The Tribunal accepts the position put forward by the Applicant that the need for open justice is an essential component to maintaining public confidence in the role of the Tribunal and the profession of nursing as a whole. The Tribunal is not satisfied that circumstances exist to warrant a non-publication order of the reasons for the decision or the health practitioner's name. In the Tribunal's view to make an order that supresses the name of the Respondent when publishing the reasons for decision and in making the orders that flow from determination would be inconsistent with the protective function of the proceedings. It is inherent in the protection of the public that information about a practitioner be available should a potential patient wish to enquire as to whether the practitioner has been the subject of an order under the Act.

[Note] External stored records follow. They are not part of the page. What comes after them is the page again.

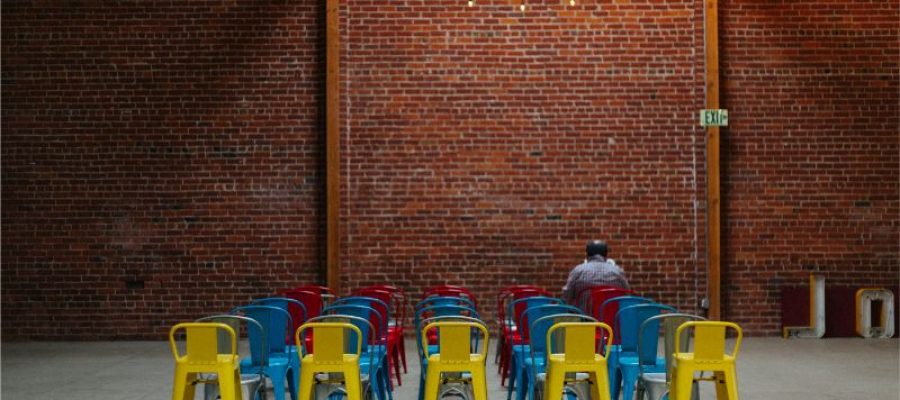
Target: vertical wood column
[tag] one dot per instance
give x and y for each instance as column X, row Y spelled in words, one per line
column 333, row 144
column 713, row 200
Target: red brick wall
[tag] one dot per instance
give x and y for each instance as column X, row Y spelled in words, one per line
column 484, row 146
column 161, row 161
column 181, row 145
column 810, row 177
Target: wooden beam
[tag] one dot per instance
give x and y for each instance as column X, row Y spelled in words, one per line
column 333, row 144
column 713, row 199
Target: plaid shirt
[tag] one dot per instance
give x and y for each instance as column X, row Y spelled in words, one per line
column 595, row 271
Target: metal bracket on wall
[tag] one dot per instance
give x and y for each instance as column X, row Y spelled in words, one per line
column 864, row 299
column 816, row 312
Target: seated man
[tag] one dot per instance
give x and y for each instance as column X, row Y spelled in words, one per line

There is extensive medical evidence before the Tribunal as to the Respondent's health issues. The Tribunal accepts that the publication of this decision may bring unwanted and distressing public scrutiny to the Respondent. However the Respondent has not adduced any evidence in relation to the proceedings or to support the contention of the need for a non-publication order. The Respondent's actions, which have been found to constitute professional misconduct, were wilful and deceptive. They are of a sufficiently serious nature not to displace the need for open justice.
[14]
Costs
The Applicant seeks an order that the Respondent pay its costs. The Respondent seeks to limit those costs by excluding those incurred after the serving of the brief of evidence.
The Complaints have been wholly proved. The Tribunal does not accept the proposition that the material obtained under Summons and the additional report from Dr Samuels dated 4 December 2015 was unnecessary or superfluous. The additional material was relevant to the determination as to Mr Fisher's current fitness to practice. At the time of the hearing the second report from Dr Samuels was some 12 months old. Equally, evidence relevant to Mr Fisher's current medical conditions at the time of hearing was relevant to the determination of impairment. The Applicant is entitled to an award for costs in its favour incidental to the proceedings in their entirety and such costs should not be limited to those costs incurred prior to the serving of the brief of evidence.
[15]
ORDERS
1. Pursuant to s.149C(1) of the Health Practitioner Regulation National Law (NSW) ("the National Law") the Respondent's registration as a nurse is cancelled from the date of this order.
2. Pursuant to s.149C(7) of the National Law, the Respondent is disqualified from being registered in the health profession for a period of 2 years from the date of this order.
3. The Registrar is requested to notify the Nursing and Midwifery Council of NSW and the Australian Health Practitioner Regulation Agency of Orders 1 and 2 above as soon as practicable.
4. The Respondent is to pay the Applicant's costs.
I hereby certify that this is a true and accurate record of the reasons for decision of the Civil and Administrative Tribunal of New South Wales.
Registrar
DISCLAIMER - Every effort has been made to comply with suppression orders or statutory provisions prohibiting publication that may apply to this judgment or decision. The onus remains on any person using material in the judgment or decision to ensure that the intended use of that material does not breach any such order or provision. Further enquiries may be directed to the Registry of the Court or Tribunal in which it was generated.